A Apple poderia desenvolver um mecanismo de buscas. Mas ela ainda não o fez. Mehta, em sua sentença, citou um estudo interno da Apple de 2018 que concluiu que, mesmo que ela fizesse isso e mantivesse 80% das consultas, ainda perderia US$ 12 bilhões em receitas nos primeiros cinco anos depois de separar-se do Google. 

Mehta citou um e-mail de John Giannandrea, um ex-executivo do Google que hoje trabalha para a Apple, em que ele diz que “existe um risco considerável de que [a Apple] possa acabar com um mecanismo de busca que não seja lucrativo e [também] não seja melhor para os usuários”. 

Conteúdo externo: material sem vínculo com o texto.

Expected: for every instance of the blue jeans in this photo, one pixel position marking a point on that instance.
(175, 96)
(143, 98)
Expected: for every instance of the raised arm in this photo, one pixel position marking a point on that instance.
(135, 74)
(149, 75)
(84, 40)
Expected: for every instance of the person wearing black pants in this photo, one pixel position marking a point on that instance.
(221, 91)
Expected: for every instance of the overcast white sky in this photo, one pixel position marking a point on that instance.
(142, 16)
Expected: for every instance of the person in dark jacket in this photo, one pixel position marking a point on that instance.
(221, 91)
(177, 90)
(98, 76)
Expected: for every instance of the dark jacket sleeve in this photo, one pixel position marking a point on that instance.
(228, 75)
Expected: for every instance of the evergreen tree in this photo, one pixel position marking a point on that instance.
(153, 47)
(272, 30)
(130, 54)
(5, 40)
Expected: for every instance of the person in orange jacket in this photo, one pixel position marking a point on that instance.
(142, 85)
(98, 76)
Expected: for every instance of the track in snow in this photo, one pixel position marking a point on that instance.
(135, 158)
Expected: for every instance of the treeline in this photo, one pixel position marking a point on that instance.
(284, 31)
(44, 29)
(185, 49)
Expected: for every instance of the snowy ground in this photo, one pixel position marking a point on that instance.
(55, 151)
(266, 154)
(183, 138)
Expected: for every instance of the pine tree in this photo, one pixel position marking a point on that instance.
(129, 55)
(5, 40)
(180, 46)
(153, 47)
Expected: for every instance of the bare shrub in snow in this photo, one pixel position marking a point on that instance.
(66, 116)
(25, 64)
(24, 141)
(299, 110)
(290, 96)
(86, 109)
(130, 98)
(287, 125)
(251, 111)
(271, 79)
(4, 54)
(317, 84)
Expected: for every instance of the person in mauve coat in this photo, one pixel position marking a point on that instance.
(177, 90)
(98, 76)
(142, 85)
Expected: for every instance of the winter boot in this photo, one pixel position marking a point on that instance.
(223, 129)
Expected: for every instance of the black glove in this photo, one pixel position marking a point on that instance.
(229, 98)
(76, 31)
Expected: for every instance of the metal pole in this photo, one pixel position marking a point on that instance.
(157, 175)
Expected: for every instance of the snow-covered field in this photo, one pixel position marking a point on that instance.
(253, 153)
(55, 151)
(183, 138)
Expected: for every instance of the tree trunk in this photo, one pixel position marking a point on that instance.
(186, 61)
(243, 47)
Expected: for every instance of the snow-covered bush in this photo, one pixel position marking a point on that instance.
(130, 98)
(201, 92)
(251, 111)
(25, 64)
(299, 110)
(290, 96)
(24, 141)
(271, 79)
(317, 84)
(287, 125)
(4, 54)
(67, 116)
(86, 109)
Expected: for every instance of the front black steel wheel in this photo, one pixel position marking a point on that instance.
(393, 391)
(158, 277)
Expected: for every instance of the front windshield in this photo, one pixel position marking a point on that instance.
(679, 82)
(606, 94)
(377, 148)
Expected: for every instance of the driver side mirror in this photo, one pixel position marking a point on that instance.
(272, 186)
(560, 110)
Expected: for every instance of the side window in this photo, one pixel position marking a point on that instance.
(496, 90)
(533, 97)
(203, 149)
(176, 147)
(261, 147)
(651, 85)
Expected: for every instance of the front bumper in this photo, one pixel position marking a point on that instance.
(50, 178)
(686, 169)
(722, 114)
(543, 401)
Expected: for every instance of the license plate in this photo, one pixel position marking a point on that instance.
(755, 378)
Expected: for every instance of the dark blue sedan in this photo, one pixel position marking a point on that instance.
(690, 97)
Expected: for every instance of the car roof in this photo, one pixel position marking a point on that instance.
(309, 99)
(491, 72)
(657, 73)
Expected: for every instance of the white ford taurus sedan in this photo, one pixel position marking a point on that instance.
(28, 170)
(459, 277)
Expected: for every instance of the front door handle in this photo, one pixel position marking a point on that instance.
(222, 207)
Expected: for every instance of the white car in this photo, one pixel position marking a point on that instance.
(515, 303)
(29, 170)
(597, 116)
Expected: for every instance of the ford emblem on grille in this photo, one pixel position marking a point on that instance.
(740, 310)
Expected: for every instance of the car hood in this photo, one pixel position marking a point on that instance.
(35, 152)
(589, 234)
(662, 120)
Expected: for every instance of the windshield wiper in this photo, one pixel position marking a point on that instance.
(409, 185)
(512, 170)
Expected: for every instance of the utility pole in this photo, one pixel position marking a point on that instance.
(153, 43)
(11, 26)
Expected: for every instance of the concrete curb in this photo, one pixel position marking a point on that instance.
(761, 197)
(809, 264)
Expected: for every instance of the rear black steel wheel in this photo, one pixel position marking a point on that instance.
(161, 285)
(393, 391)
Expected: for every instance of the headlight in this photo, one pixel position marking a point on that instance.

O Google prometeu recorrer da sentença. Nicholas Rodelli, analista da CRFA Research, afirmou que um recurso não teria muita chance de êxito, dada a sentença “meticulosa”. Rodelli acha que o juiz “provavelmente não emitirá uma liminar capaz de mudar o jogo”, como seria uma proibição total de partilha de receitas com a Apple. 

A Apple não é a única empresa que pode ser afetada pela sentença de segunda-feira. De acordo com o tribunal, em 2021 o Google pagou à Mozilla mais de US$ 400 milhões para que seu mecanismo de buscas fosse a opção padrão do navegador de internet da empresa, valor que equivale a cerca de 80% do orçamento operacional da Mozilla. Um porta-voz da Mozilla disse que a empresa estava “analisando com muita atenção” a sentença e como poderia “influenciar os próximos passos de forma positiva”. 

Enquanto isso, o mercado das buscas está passando por uma transformação, à medida que empresas como o Google e a Microsoft estudam como os chatbots de inteligência artificial generativa podem mudar os recursos de busca tradicionais. 

A parceria da Apple com a OpenAI, anunciada em junho, permitirá que os usuários dirijam suas consultas para o chatbot ChatGPT. Um assistente de voz Siri mais inteligente, que usará modelos de IA proprietários da Apple, também significará uma nova alternativa para consultas que hoje os usuários costumam fazer no Google. 

A busca tradicional não mostra sinais de desaceleração. Uma pesquisa da Emarketer concluiu que, apenas nos EUA, os gastos com publicidade ligada a buscas crescerão em média cerca de 10% ao ano e chegarão a US$ 184 bilhões em 2028. O Google domina essa área com enorme vantagem e capta cerca de metade desse valor. O acordo atual da Apple com o Google lhe permitiria estender a parceria unilateralmente até 2028. 

A Apple tem pela frente uma batalha antitruste própria, iniciada pela divisão antitruste do Departamento de Justiça em março. 

Os problemas judiciais são um reflexo do declínio que está em curso no relacionamento da Apple com as autoridades de Washington, apesar do esforço de seu executivo-chefe, Tim Cook, para intensificar o lobby da empresa na Casa Branca. Segundo pesquisa do Tech Transparency Project (TPP), a Apple gastou US$ 9,9 milhões em lobby junto ao governo federal em 2023 – o maior valor em 25 anos, embora ainda muito abaixo do que gastam empresas como Google, Amazon e Meta.